If you have a question about this talk, please contact Wei Ming Khoo.
Safety-critical systems must be supplied with strong assurance that they are, indeed, safe. Top-level safety goals are usually stated quantitatively—for example, “no catastrophic failure in the lifetime of all airplanes of one type”—and these translate into probabilistic requirements for subsystems, and hence for software. In this way, we obtain quantitative reliability requirements for software: for example, the probability of failure in flight-critical software must not exceed 10-9 per hour.
But the methods by which assurance is developed for critical systems are mostly about correctness (inspections, formal verification, testing etc.) and these do not seem to support quantitative reliability claims. Furthermore, more stringent reliability goals require more extensive correctness-based assurance. How does more assurance of correctness deliver greater reliability?
I will resolve this conundrum by arguing that what assurance actually does is provide evidence for assessing a probability of “possible perfection.” Possible perfection does relate to reliability and has other attractive properties that I will describe.
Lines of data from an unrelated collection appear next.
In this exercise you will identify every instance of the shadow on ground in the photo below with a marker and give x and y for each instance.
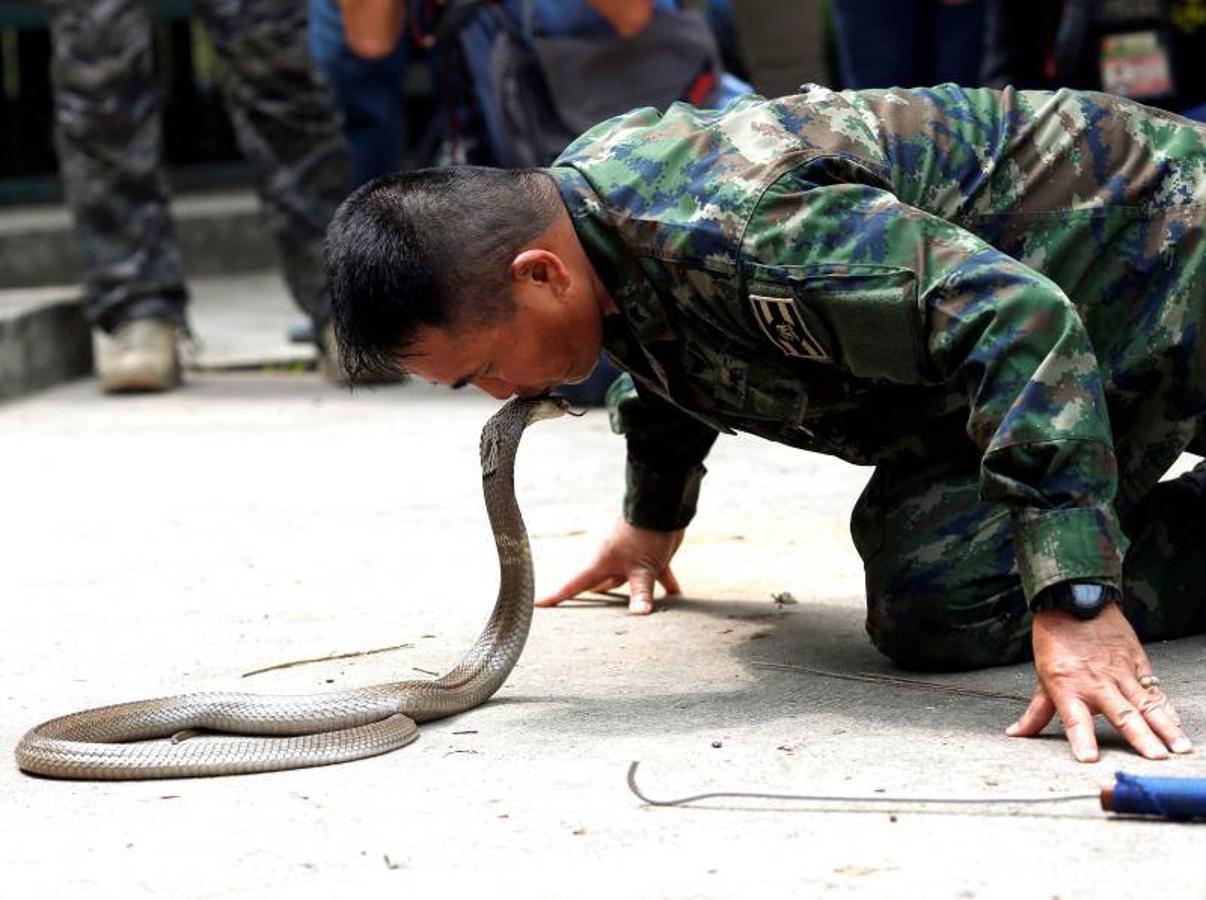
(830, 641)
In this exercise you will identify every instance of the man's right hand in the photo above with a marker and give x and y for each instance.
(630, 554)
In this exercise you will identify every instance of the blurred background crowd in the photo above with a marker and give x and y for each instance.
(111, 104)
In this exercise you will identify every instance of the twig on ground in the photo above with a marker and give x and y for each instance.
(326, 659)
(877, 678)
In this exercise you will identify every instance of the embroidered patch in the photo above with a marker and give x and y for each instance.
(786, 328)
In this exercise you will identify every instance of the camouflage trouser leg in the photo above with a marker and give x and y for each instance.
(106, 117)
(942, 585)
(287, 127)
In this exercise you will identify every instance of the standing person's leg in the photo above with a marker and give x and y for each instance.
(780, 44)
(107, 135)
(956, 41)
(287, 127)
(1165, 566)
(880, 42)
(369, 93)
(942, 585)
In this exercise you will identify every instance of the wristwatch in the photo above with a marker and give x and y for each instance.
(1084, 600)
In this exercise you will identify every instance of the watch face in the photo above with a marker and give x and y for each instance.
(1087, 600)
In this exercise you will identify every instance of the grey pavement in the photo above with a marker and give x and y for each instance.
(162, 544)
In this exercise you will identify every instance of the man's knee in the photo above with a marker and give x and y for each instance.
(947, 631)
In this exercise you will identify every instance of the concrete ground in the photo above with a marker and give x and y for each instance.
(163, 544)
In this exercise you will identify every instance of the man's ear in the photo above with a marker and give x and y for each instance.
(542, 267)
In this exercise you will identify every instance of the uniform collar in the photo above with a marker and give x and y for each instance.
(644, 320)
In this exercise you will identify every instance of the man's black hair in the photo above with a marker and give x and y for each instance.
(428, 249)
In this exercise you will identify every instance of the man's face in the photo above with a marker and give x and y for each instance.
(554, 337)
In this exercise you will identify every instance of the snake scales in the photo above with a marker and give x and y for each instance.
(263, 732)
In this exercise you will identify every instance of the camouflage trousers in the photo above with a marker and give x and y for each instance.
(942, 586)
(107, 134)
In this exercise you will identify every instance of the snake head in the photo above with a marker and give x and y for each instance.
(548, 407)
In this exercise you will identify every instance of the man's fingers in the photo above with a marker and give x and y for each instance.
(607, 584)
(1160, 717)
(669, 582)
(1077, 720)
(1130, 723)
(1036, 717)
(581, 582)
(640, 591)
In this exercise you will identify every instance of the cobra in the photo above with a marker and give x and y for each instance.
(264, 732)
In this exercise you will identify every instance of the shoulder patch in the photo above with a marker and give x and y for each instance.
(784, 323)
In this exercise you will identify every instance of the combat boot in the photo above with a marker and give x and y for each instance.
(141, 355)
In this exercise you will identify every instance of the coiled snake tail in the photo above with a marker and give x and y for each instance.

In particular, it allows assessment of the reliability of certain fault-tolerant architectures. I will explain how formal verification can allow assessment of a probability of perfection, and will discuss plausible values for this probability and consequences for correctness of verification systems themselves.
This is joint work with Bev Littlewood of City University, London UK.
This talk is part of the Computer Laboratory Security Seminar series.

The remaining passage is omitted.